Le monde d’hier

La disparition d’un monde ancien dans la violence et la folie.

Le monde d’hier est celui de l’enfance de Stefan Sweig, un monde où tout est réglé, lié par la certitude vis-à-vis de sa position, son parcours, son environnement, son ouverture, la paix qui l’entoure. C’est dans ce monde là que Stefan Zweig grandit et se forme à sa carrière d’écrivain.

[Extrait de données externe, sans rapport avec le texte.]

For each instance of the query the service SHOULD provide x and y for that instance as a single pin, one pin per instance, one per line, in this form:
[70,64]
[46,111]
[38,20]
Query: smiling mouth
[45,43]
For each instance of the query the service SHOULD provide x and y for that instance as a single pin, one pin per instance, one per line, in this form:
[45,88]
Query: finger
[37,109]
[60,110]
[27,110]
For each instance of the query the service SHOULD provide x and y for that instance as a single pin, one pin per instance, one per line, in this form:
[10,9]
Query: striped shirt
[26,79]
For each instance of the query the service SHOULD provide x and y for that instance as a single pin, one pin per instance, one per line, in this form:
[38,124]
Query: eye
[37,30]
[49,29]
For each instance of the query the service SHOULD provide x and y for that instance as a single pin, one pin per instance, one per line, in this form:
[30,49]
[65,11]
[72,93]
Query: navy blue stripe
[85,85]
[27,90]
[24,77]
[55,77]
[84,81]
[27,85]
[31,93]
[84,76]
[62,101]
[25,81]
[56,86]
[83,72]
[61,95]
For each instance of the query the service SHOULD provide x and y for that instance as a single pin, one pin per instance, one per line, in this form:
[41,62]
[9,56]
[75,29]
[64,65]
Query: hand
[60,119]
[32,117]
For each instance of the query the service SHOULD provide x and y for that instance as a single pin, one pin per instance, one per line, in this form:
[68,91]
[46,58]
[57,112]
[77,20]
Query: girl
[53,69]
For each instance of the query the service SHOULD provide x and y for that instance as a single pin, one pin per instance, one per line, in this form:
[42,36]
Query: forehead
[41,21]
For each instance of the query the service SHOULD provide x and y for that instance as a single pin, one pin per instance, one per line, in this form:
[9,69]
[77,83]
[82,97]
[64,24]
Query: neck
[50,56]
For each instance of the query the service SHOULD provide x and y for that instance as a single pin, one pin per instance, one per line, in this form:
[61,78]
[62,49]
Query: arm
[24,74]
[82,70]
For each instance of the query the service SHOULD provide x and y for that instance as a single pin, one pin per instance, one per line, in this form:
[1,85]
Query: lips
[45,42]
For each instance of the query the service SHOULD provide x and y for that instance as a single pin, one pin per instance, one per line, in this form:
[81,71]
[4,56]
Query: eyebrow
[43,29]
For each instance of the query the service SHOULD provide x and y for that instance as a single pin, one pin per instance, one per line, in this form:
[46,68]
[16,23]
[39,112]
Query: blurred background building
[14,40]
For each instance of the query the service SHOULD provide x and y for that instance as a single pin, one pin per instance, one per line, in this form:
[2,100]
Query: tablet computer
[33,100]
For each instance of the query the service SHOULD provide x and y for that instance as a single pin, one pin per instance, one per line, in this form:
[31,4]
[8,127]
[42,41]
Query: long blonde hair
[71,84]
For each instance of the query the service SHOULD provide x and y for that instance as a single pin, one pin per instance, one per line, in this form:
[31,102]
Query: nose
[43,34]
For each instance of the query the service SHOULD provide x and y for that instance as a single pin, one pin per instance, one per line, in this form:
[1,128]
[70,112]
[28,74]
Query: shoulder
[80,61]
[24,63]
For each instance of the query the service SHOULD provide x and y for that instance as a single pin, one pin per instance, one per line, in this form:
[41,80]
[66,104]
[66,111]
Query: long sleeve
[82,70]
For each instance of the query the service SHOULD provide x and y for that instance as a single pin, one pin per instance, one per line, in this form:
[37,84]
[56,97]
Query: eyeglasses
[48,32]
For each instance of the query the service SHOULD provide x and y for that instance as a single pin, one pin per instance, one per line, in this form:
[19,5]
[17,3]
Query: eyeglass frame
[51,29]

Dans cette certitude touchante de pouvoir barricader sa vie sans la moindre brèche pour la protéger de toute intrusion du destin, il y avait, malgré le sérieux et la modestie de cette conception de la vie, une grande et dangereuse présomption. Le XIXe siècle, avec son idéalisme libéral, était sincèrement convaincu d’être sur la voie qui menait en droite ligne et infailliblement au « meilleur des mondes ».

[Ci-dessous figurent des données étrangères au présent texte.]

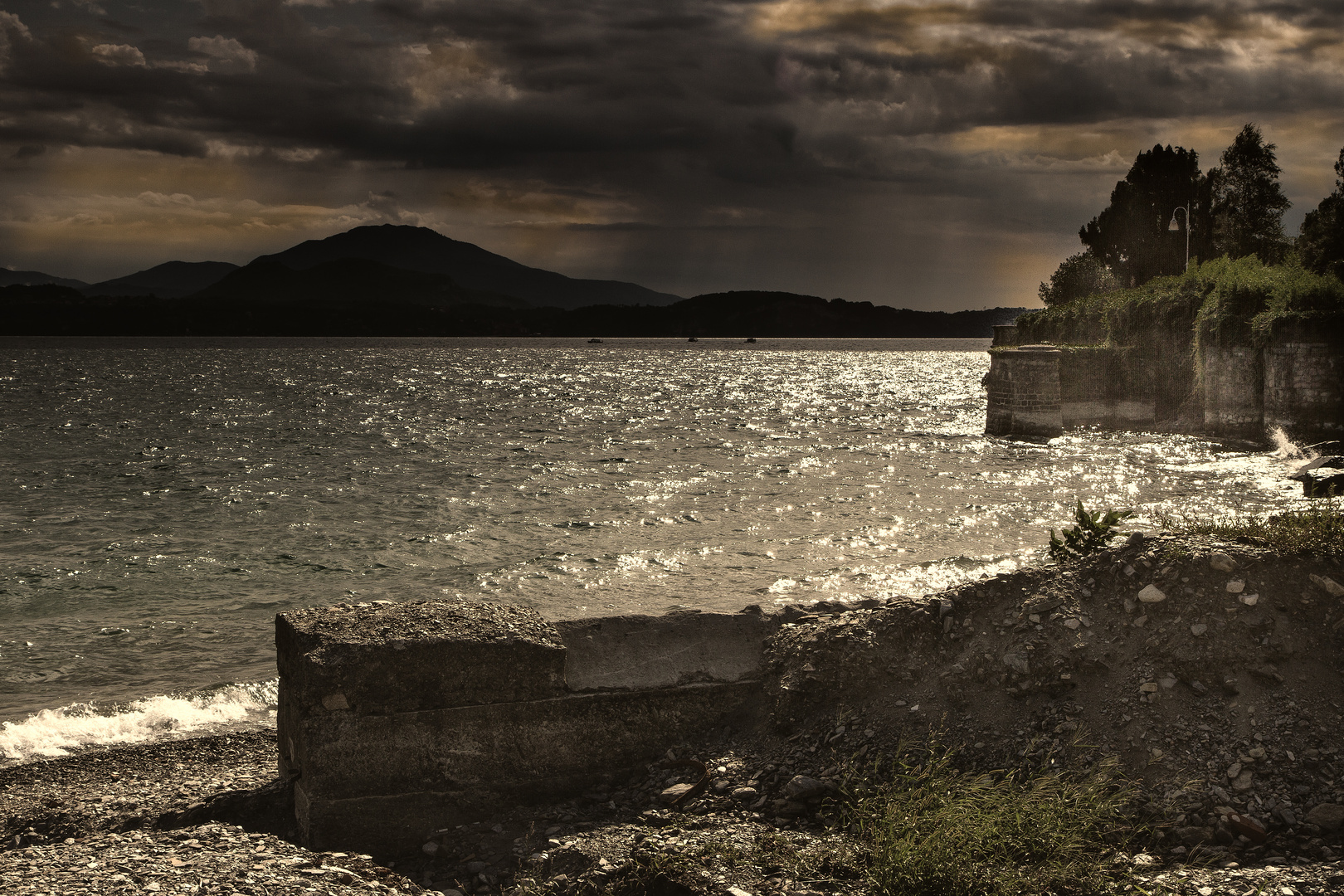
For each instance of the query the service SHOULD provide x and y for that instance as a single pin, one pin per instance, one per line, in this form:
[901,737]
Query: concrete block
[657,652]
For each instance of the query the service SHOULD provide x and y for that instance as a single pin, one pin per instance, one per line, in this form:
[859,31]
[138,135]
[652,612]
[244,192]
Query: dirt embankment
[1211,670]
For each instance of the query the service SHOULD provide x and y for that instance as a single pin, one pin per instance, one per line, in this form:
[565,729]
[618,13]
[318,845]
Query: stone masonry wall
[1304,382]
[1023,386]
[1233,390]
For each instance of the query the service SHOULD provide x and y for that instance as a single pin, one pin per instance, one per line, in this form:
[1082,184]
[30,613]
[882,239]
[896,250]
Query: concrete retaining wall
[1233,390]
[1103,386]
[1023,386]
[397,720]
[1304,382]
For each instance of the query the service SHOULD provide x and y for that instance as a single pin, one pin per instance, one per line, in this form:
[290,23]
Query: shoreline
[1176,704]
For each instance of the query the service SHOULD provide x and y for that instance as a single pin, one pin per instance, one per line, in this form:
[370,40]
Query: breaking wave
[58,733]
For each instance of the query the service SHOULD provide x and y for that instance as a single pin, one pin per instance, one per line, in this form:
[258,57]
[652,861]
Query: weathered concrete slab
[397,720]
[407,657]
[657,652]
[387,782]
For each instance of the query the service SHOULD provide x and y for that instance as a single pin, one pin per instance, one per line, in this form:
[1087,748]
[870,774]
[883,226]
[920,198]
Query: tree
[1322,241]
[1249,203]
[1132,238]
[1079,275]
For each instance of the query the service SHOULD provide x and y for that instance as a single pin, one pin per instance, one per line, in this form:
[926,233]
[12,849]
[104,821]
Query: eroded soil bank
[1211,670]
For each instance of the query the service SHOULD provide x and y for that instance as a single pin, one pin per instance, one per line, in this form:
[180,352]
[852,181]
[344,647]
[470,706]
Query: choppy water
[162,500]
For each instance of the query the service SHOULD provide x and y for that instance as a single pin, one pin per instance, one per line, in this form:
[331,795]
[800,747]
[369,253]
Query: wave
[58,733]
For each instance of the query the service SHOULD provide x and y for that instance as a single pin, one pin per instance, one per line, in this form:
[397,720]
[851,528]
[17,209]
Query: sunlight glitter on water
[216,486]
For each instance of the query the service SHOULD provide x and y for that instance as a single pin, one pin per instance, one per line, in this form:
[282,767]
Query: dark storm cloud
[738,89]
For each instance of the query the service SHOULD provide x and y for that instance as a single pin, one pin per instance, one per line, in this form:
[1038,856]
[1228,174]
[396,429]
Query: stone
[801,787]
[1248,826]
[1328,585]
[1328,816]
[1151,594]
[675,793]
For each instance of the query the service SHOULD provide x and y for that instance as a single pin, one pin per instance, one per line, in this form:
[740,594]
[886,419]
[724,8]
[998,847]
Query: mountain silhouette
[346,281]
[421,249]
[37,278]
[169,280]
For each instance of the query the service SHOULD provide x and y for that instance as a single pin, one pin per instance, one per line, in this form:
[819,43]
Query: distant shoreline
[785,343]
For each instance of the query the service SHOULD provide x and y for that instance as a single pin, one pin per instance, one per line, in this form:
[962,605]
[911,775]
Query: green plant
[1090,535]
[1316,529]
[929,828]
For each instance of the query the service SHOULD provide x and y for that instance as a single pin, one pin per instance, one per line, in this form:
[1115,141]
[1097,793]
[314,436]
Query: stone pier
[1023,384]
[398,720]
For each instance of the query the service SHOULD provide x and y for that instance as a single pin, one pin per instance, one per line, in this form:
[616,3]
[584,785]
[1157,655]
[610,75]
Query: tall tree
[1322,241]
[1132,236]
[1077,275]
[1249,203]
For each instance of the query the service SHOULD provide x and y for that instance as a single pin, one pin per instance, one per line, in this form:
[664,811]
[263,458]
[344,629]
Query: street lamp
[1175,226]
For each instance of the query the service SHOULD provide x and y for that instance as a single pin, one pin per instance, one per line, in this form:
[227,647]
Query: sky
[934,155]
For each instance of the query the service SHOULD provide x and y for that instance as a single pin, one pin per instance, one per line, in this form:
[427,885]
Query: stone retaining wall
[398,720]
[1304,382]
[1296,382]
[1023,386]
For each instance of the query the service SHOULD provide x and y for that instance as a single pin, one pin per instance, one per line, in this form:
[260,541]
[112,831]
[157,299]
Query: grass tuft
[930,829]
[1315,531]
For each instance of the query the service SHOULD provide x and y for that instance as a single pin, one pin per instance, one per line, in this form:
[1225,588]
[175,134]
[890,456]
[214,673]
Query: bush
[1090,535]
[932,829]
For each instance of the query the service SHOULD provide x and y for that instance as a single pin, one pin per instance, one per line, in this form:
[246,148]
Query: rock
[1151,594]
[1328,585]
[1248,826]
[801,787]
[1328,816]
[675,793]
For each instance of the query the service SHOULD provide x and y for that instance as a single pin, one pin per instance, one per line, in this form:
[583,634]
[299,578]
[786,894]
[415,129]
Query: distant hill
[780,314]
[35,278]
[358,297]
[421,249]
[346,282]
[169,280]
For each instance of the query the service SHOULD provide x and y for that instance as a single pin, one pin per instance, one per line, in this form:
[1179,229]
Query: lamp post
[1175,226]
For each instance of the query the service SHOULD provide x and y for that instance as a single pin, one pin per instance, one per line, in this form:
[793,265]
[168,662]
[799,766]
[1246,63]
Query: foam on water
[56,733]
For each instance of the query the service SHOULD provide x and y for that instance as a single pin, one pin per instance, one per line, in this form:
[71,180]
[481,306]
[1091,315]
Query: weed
[1312,531]
[930,829]
[1090,535]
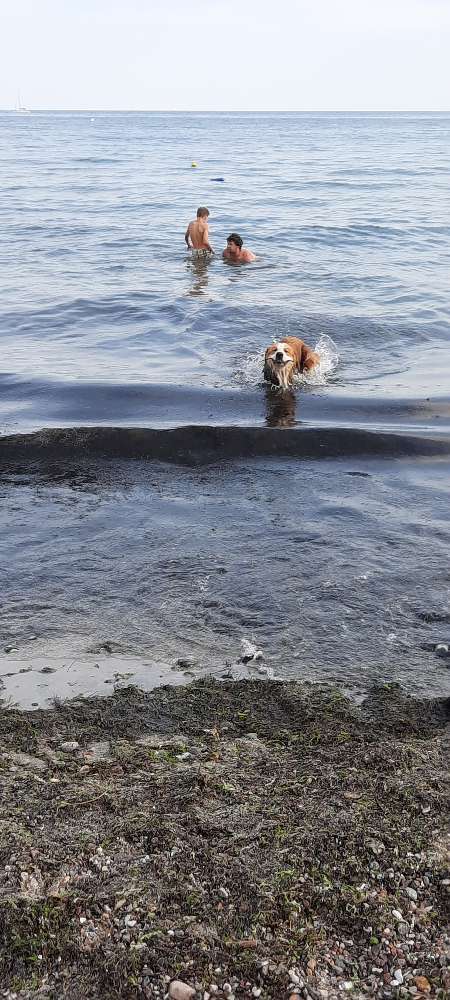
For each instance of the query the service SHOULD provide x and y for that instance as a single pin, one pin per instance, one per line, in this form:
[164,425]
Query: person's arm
[205,238]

On jetait un regard méprisant sur les époques antérieures avec leurs guerres, leurs famines et leurs révoltes, époques où l’humanité n’avait pas encore atteint l’âge de raison et n’était pas suffisamment éclairée. Mais à présent, ce n’était plus qu’une question de décennies avant que les derniers restes de mal et de violence ne fussent définitivement éliminés, et cette foi dans un « progrès » ininterrompu, irrésistible, avait pour ce siècle la force d’une vraie religion; on croyait à ce « progrès » déjà plus qua la Bible et son évangile semblait irréfutablement démontré par les nouveaux miracles quotidiens de la science et de la technique. Et, de fait, une ascension générale devenait de plus en plus visible à la fin de ce siècle de paix, de plus en plus rapide, de plus en plus variée.

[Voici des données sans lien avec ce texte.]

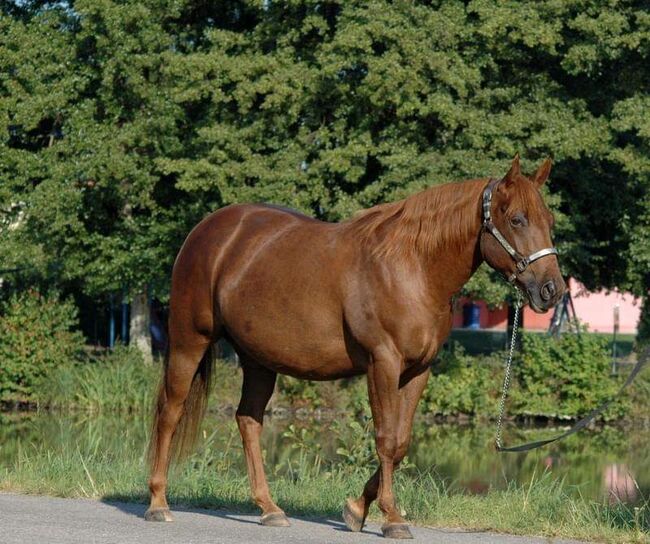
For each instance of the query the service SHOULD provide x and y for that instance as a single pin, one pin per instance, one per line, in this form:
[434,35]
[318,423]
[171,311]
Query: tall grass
[214,477]
[116,382]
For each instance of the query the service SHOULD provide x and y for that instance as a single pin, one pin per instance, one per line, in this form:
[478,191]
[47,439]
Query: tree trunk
[139,333]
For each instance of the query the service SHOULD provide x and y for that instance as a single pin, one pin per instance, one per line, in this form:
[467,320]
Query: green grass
[90,464]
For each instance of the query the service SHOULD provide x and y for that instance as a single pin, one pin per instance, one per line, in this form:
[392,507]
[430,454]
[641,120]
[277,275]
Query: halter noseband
[521,261]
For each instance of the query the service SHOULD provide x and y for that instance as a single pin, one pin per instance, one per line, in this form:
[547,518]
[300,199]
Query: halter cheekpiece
[521,261]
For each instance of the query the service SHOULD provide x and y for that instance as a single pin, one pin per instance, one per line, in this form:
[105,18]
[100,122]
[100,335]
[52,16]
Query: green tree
[128,121]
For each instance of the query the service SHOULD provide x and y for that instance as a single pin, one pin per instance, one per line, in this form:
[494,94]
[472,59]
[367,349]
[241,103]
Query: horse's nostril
[548,290]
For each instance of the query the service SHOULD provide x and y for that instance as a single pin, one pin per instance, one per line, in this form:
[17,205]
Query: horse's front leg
[356,510]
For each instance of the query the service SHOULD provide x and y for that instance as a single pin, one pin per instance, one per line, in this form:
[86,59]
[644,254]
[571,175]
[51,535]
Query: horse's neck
[450,263]
[447,270]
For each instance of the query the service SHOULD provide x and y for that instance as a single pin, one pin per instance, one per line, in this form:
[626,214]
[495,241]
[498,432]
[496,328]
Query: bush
[462,384]
[568,376]
[37,334]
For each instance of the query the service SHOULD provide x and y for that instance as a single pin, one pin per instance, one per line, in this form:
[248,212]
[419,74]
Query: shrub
[37,334]
[567,376]
[462,384]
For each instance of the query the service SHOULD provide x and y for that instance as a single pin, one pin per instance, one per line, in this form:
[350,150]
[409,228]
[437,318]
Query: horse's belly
[301,352]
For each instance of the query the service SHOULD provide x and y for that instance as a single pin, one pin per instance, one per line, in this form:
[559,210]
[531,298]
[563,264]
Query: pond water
[603,464]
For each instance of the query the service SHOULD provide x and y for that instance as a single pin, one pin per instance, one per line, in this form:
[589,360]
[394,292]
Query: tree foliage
[125,122]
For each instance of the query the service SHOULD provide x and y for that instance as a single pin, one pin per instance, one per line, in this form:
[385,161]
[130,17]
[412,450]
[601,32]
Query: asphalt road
[28,519]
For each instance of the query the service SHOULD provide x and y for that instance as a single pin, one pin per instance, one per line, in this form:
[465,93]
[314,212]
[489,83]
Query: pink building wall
[596,310]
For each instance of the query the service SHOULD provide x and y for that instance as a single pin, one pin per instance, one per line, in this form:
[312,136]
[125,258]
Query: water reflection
[606,464]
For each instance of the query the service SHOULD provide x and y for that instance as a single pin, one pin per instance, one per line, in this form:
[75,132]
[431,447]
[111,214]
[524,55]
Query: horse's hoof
[353,520]
[396,530]
[158,514]
[275,519]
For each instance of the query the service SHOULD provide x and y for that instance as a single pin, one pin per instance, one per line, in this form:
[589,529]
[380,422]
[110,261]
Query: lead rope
[506,379]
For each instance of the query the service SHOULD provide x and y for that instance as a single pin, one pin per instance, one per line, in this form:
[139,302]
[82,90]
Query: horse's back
[271,277]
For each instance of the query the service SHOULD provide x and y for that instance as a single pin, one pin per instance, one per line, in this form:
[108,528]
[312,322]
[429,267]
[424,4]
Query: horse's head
[516,236]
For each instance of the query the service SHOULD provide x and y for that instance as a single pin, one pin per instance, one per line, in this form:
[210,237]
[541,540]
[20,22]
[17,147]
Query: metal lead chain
[506,379]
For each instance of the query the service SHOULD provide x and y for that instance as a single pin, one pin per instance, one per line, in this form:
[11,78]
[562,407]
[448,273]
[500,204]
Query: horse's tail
[194,408]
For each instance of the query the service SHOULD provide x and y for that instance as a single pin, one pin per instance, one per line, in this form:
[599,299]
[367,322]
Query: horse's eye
[518,221]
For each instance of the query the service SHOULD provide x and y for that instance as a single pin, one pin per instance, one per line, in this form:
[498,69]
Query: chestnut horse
[321,301]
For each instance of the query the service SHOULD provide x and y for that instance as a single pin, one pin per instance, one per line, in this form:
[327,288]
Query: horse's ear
[514,171]
[542,172]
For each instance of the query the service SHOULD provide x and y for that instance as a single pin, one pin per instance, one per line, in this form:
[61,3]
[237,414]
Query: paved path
[27,519]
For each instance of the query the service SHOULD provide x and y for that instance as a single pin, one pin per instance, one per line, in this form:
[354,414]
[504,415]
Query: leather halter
[521,261]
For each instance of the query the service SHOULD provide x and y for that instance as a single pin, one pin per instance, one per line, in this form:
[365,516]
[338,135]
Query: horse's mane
[440,217]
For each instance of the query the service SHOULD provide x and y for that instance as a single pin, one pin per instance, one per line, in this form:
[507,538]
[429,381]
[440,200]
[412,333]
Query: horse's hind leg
[257,389]
[180,374]
[355,511]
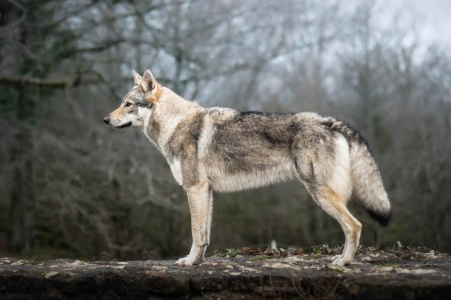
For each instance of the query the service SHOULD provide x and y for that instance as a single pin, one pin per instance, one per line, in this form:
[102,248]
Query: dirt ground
[402,273]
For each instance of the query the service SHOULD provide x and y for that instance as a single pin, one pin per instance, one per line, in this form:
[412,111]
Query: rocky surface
[373,275]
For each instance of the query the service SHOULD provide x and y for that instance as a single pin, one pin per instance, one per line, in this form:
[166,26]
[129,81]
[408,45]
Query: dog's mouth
[128,124]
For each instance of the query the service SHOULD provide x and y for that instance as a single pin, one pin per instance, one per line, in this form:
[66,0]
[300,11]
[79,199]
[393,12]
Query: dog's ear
[148,83]
[137,77]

Ce récit est celui de sa vie, de la disparition de ce monde, sous le choc de la folie du XXe siècle, qui commence avec la première guerre mondiale. Zveig voit son monde basculer. Face à la possibilité guerre la naïveté et l’incrédulité l’emportent. Pire, cette guerre sera accompagnée d’une forme d’enthousiasme généralisé, avant que son horreur et sa dimension quasi apocalyptique ne frappe les esprits.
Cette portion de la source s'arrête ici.